Many newcomers to the crypto space think of blockchain as complicated to understand. After reading this article you will realise that this is not the case and that blockchain is a very elegant piece of technology.

Blockchain technology is not a new technology. It is a combination of proven technologies combined in an innovative and simple way. We can break it down into three main technologies:

  1. Cryptographic Keys
  2. Distributed Network
  3. Network Servicing Protocol

The result is a system for digital interactions that does not need a trusted third party.

Let’s take a look at each of the technologies in turn and see how they combine giving us what we know as “blockchain technology”. We will also use Bitcoin as our example in this article, when describing the functionality blockchain. After all Bitcoin was the first real use case for blockchain.

Cryptographic Keys

When you interact with the Bitcoin blockchain you must first create a “wallet”. The wallet is basically the gateway into the Bitcoin ecosystem. This is where the cryptographic keys come into play. In order to access your wallet and perform transactions, you need to use the keys to unlock this functionality.
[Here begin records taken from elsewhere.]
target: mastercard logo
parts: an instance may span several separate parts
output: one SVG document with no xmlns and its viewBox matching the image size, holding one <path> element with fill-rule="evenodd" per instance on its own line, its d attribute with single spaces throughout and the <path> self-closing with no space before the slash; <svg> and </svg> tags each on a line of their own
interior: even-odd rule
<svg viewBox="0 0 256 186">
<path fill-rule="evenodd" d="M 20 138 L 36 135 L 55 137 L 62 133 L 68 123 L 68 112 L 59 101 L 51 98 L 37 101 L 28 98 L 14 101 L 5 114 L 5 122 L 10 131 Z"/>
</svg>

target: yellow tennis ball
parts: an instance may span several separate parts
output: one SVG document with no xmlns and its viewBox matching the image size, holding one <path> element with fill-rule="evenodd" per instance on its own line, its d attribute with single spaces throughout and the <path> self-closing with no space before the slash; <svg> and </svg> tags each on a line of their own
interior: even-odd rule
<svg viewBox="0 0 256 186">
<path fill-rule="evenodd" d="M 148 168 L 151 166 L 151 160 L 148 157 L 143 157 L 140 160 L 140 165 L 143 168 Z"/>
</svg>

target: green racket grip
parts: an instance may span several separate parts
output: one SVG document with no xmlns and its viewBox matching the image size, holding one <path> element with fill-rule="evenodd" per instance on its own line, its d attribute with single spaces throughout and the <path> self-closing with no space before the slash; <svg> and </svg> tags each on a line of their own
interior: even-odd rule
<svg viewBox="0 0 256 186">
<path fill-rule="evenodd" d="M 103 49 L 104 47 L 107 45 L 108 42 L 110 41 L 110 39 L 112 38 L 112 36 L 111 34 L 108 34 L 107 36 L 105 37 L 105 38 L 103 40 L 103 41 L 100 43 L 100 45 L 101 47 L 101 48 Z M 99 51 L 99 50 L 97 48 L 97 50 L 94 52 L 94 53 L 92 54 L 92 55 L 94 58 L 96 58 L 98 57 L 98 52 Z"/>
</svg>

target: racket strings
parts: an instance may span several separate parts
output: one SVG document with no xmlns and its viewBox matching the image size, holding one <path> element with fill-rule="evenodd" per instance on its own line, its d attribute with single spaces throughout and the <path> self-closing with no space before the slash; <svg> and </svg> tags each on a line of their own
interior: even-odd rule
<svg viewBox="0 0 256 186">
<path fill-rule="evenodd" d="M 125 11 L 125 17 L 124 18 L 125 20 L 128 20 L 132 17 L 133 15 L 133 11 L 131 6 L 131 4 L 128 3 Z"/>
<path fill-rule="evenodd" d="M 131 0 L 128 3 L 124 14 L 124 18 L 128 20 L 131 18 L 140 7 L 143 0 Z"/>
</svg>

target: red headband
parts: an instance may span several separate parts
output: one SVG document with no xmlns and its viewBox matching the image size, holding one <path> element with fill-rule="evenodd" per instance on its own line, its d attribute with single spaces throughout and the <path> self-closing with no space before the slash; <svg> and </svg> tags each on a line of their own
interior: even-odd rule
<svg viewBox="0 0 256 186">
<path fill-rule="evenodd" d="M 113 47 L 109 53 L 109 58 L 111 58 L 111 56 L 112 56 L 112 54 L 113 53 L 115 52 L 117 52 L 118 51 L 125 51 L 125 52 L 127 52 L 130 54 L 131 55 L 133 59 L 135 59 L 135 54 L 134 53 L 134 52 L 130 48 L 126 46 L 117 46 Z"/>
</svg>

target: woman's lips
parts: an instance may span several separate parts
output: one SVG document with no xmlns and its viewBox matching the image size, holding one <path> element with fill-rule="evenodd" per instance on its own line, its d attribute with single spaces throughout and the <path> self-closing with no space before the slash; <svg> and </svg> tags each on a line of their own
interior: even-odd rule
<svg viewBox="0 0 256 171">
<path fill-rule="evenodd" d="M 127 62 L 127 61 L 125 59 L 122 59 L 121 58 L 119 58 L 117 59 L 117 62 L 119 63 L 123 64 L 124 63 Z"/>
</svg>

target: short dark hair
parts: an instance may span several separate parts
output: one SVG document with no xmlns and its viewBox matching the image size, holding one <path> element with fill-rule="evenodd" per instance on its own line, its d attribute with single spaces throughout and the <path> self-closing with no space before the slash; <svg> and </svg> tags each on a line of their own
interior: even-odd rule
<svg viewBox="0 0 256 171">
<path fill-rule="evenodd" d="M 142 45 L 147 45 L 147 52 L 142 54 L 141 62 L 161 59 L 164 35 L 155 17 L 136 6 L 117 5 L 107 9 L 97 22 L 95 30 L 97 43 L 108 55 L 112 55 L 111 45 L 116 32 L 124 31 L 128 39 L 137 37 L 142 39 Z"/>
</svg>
But how can we trust that the person using the wallet actually has the authority to transact with you and how do we know they are authentic?

Defining Trust

Trust is belief in reliability between two or more parties. Imagine if I were to sell you a book for 1 USD over the internet. We now have three options as to how this transaction can be managed:

  1. We can trust each other already, as we could be friends and know each other well. Therefore, when you pay the 1 USD, you will trust that I will send you the book in return. However, if we are strangers then the level of trust decreases.
  2. We could write a contract beforehand, stating that in exchange for the 1 USD, a book will be sent to you in return. With a contract both parties are more likely to carry out their side of the bargain, thus creating an environment of trust. However, it is quite difficult to constantly make contracts for all transactions, especially small transactions. We must consider additional costs to cover legal expenses. This would outweigh the profit from the transaction.
  3. We could have a neutral third party (a middleman) manage the transaction. So I could allow them to send the book when they verify that they have received the 1 USD. However, this means we now have to trust the middle man not to run away with the goods. Again we have to trust them or set up contracts to ensure this doesn’t happen.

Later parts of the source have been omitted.